I have a problem finding a linear transformation for the following case:
I want the green coordinates beeing transformed into the red coordinates by a 4×4 matrix with the following specification:
Input is the vector $\vec{v}_{in} = \begin{pmatrix}v_{i,x}\\v_{i,y}\\v_{i,z}\end{pmatrix}$ which is transformed into the output vector $\vec{v}_{out}$ by the 4×4-matrix I am looking for $A$ by:
$A \begin{pmatrix}v_{i,x}\\v_{i,y}\\v_{i,z}\\1\end{pmatrix} = \vec{v}_{temp} = \begin{pmatrix}v_{t,x}\\v_{t,y}\\v_{t,z}\\v_{t,w}\end{pmatrix}$
$\vec{v}_{out} = \begin{pmatrix}v_{o,x}\\v_{o,y}\\v_{o,z}\end{pmatrix} = \begin{pmatrix}\frac{v_{t,x}}{v_{t,w}}\\\frac{v_{t,y}}{v_{t,w}}\\\frac{v_{t,z}}{v_{t,w}}\end{pmatrix}$
The question is: What is this matrix $A$?
Background: I want a custom projection matrix, which is perspective in one dimension and orthgraphic in the other dimension.
I also tried to calculate it, but I always get stuck in the fact, that $v_{o,x}$ does not depend on $v_{i,z}$ but $v_{o,y}$ does depend on $v_{i,z}$.
Best Answer
This transformation maps one triangular prism to another, so a straightforward affine transformation will do the trick.
As a brute-force way to construct the matrix, we can choose any four point pairs that form a tetrahedron and its image. Assemble the respective homogeneous coordinate column vectors into a pair of matrices, making sure to maintain the pairings, then multiply the destination matrix by the inverse of the source matrix. For example, $$A = \begin{bmatrix} 1 & 1 & 1 & -1 \\ 0 & 1 & -1 & 0 \\ 1 & -1 & -1 & 1 \\ 1 & 1 & 1 & 1 \end{bmatrix} \begin{bmatrix} r & r & r & l \\ 0 & f\tan{\frac\alpha2} & -f\tan{\frac\alpha2} & 0 \\ n & f & f & n \\ 1 & 1 & 1 & 1 \end{bmatrix}^{-1} = \begin{bmatrix} {2\over r-l} & 0 & 0 & {l+r\over l-r} \\ 0 & \frac1f\cot{\frac\alpha2} & 0 & 0 \\ 0 & 0 & {2\over f-n} & {n+f\over n-f} \\ 0&0&0&1 \end{bmatrix}.$$ Since any four of the six point pairs form tetrahedrons, you can use any four out of the six point pairs to construct $A$. The right-hand matrix in the above product maps the vertices of the source tetrahedron to the standard basis vectors, and the left-hand matrix then maps the standard basis vectors to the appropriate destination vertices.
With a bit more finesse, $A$ can be constructed more simply.
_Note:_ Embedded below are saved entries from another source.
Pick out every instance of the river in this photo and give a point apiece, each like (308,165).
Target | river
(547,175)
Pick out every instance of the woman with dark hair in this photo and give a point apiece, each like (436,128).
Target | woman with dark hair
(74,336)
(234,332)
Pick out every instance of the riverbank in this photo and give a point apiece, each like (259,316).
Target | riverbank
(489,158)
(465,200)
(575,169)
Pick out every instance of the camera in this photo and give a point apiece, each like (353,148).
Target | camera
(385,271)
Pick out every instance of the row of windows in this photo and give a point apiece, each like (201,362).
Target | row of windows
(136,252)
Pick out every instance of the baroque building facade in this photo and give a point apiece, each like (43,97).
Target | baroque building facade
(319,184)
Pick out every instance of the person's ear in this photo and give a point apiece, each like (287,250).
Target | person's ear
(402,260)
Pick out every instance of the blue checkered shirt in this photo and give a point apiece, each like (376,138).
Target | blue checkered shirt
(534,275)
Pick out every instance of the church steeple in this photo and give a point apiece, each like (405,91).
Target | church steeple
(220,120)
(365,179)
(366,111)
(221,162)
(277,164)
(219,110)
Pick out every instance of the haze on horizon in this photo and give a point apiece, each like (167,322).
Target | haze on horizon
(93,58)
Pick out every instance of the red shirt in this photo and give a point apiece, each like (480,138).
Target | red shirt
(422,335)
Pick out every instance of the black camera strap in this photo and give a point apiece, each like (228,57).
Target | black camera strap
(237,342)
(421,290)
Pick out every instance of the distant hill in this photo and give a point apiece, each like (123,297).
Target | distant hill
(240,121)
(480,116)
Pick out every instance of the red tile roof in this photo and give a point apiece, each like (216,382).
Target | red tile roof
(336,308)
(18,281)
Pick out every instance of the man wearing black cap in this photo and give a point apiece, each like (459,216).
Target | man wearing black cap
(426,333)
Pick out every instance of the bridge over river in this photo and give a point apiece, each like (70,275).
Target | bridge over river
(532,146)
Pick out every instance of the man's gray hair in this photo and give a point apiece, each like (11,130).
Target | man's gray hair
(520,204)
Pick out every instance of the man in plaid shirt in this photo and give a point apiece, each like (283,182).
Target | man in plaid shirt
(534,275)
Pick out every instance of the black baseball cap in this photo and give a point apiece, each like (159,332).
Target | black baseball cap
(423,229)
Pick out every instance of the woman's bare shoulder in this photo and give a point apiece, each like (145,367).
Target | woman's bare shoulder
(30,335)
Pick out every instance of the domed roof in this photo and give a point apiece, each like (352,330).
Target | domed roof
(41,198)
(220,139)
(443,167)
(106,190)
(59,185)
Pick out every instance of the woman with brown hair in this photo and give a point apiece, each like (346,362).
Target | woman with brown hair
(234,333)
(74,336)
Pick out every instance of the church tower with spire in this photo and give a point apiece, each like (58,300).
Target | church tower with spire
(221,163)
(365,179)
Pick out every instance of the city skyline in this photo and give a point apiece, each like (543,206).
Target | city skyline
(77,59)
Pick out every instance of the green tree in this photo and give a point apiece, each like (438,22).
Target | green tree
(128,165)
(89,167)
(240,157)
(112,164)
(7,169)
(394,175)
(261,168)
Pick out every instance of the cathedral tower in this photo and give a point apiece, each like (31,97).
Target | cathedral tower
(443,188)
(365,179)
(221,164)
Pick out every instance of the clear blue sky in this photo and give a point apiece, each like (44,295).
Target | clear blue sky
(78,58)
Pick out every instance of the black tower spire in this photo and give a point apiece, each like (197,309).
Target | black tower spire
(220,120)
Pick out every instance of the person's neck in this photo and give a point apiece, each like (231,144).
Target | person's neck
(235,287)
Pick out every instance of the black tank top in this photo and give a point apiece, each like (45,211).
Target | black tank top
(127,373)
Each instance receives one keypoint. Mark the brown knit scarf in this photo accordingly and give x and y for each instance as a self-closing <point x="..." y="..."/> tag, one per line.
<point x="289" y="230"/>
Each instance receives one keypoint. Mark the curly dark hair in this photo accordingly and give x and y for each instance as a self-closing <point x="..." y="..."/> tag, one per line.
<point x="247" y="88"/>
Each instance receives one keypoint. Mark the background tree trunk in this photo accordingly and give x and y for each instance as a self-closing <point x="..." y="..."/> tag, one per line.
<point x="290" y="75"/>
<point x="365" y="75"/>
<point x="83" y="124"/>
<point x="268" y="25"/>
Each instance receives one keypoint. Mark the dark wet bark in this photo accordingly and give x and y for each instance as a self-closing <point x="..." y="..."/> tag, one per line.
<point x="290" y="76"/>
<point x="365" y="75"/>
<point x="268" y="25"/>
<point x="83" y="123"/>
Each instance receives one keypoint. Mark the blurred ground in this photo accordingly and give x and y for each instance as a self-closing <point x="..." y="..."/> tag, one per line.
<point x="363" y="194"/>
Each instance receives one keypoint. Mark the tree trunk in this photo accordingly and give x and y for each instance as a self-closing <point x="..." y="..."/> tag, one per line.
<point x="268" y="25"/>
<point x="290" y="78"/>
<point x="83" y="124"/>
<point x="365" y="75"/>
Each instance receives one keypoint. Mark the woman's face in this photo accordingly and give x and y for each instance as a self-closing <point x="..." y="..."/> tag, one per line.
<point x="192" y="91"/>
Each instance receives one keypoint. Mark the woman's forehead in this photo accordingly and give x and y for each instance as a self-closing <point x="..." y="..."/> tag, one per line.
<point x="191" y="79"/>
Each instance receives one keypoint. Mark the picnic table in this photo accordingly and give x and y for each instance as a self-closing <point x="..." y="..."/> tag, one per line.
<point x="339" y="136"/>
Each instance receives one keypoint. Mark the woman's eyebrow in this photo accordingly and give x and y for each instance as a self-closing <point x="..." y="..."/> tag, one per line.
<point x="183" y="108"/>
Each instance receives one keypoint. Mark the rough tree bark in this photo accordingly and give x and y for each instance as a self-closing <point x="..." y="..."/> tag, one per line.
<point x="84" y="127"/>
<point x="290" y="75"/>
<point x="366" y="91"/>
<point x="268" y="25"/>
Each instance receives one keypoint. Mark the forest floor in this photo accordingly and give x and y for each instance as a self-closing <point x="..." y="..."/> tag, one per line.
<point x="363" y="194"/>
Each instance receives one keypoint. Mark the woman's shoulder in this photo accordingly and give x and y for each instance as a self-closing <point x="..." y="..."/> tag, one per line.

Observe that the two prisms are related by a translation and scaling: We can translate the “midpoint” $\frac12(l+r,0,n+f)^T$ to the origin and then scale by $\operatorname{diag}{\left({2\over r-l},{1\over f\tan(\alpha/2)},{2\over f-n}\right)}$. It’s easy to see that this results in the same matrix as the previous construction.
As for your ultimate goal, that might be worth posting as a separate question if you’re still having trouble with it.